First off, I don’t even know how something as difficult as the current tightness of synchronization is accomplished.

I’ve gone into a bunch of detail on that topic in this thread.

For one thing, I believe I observe - although I may well be fooling myself - that one of the playback areas doesn’t sound quite as good while synchronized as it does when playing the same tracks alone.

One of your zones is running bit-perfect. The others are making adjustments to conform to the clock of the perfect one. The differences should be subtle, but they are still there. The worst situation is when you have big discrepancies between the clock rates of various devices, so corrections become frequent enough to make a difference.

This is something I want to continue to improve. I think in the end, we’re going to end up moving some of the sync correction handling to the server so that we can do more expensive DSP to “hide” corrections, or otherwise control the process more tightly.

For another thing - I see that the audio streams sent to all zones are forced to conform to the needs of the least capable zones

1.3 will fix this for RAAT zones–the core will send different streams that have had different processing applied and synchronize them while taking into account the processing latency.

1.3 is also going to support a setting for choosing the clock master–so if you have a particular quality-critical zone, you can make sure it’s bit-perfect.

Other technologies (which, admittedly, have a whole lot less variation in capabilities) will continue with the current behavior, at least for the time being.

This is something that I really want to do, but it’s a huge amount of work to build it, then make it stable.

I think it could be done “tightly” for all of our current output mechanisms except for HQPlayer given sufficient effort.
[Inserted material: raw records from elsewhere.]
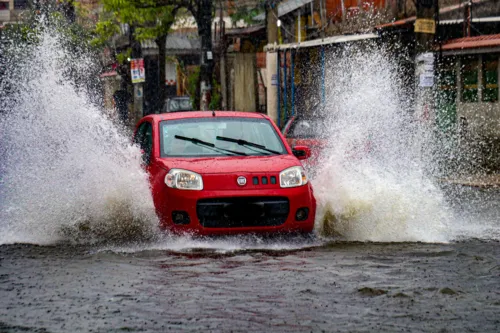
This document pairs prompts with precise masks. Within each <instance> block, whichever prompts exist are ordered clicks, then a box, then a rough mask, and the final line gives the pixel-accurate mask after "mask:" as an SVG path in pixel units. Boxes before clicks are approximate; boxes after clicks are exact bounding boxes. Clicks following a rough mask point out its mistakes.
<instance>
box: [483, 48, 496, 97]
mask: <svg viewBox="0 0 500 333" xmlns="http://www.w3.org/2000/svg"><path fill="white" fill-rule="evenodd" d="M482 65H483V82H482V88H483V102H498V55H483V63H482Z"/></svg>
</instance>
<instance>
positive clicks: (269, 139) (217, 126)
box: [160, 116, 287, 157]
mask: <svg viewBox="0 0 500 333" xmlns="http://www.w3.org/2000/svg"><path fill="white" fill-rule="evenodd" d="M160 149H161V157H213V156H246V155H248V156H265V155H276V154H287V151H286V149H285V146H284V145H283V142H282V141H281V138H280V137H279V136H278V134H277V133H276V131H275V129H274V127H273V126H272V125H271V123H270V122H269V121H268V120H267V119H254V118H240V117H217V116H216V117H210V118H187V119H179V120H164V121H162V122H160Z"/></svg>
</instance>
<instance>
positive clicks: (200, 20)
mask: <svg viewBox="0 0 500 333" xmlns="http://www.w3.org/2000/svg"><path fill="white" fill-rule="evenodd" d="M196 23H197V24H198V32H199V35H200V38H201V53H202V54H201V66H200V97H201V98H200V109H201V110H203V111H207V110H208V109H209V106H210V100H211V92H212V74H213V64H214V59H213V58H214V57H213V54H212V0H199V1H198V13H197V17H196Z"/></svg>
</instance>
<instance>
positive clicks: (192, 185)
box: [165, 169, 203, 191]
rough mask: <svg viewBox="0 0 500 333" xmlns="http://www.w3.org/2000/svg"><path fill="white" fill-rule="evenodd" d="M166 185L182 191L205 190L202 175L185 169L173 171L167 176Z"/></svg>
mask: <svg viewBox="0 0 500 333" xmlns="http://www.w3.org/2000/svg"><path fill="white" fill-rule="evenodd" d="M165 184H167V186H168V187H171V188H177V189H180V190H197V191H201V190H203V179H202V178H201V175H199V174H197V173H196V172H193V171H189V170H183V169H171V170H170V171H169V172H168V173H167V175H166V176H165Z"/></svg>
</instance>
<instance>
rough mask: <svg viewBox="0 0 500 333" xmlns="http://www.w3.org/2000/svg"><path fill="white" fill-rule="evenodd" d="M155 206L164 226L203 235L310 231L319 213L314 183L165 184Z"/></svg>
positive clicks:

They all have (at least) a ms-resolution clock that we can use to line things up.

RAAT is actually in a worse situation than the others because USB devices often mis/under report their output delays.

1.3 will have a setting for micro-adjusting delays on RAAT endpoints, so if you really want to, you can record a synchronized start across a pair of devices (I like to make a stereo recording of an impulse signal, with the left channel from one device and the right channel from the other) and then adjust one to match the other.

Thinking about this from a product design standpoint–“loose” vs “tight” synchronization is not a nice distinction to explain to a less sophisticated user because the choice between “perfect in one way and imperfect in another” and “imperfect in one way and perfect in another” is an awkward one to offer, and because to anyone without the discipline to put their speakers far away from each other, the “loose” setting will feel like the “broken” setting.

I think if something like this came to be, we would do it like this: first, we’d support tight linking across all technologies that could do it. Then we’d make a setting like “move drift corrections to track boundaries”. That way, instead of a high-level choice of synchronization strategy, it would become a smaller choice, that really didn’t change things that much for anyone, but it would still create a pathway to the quality outcome you want.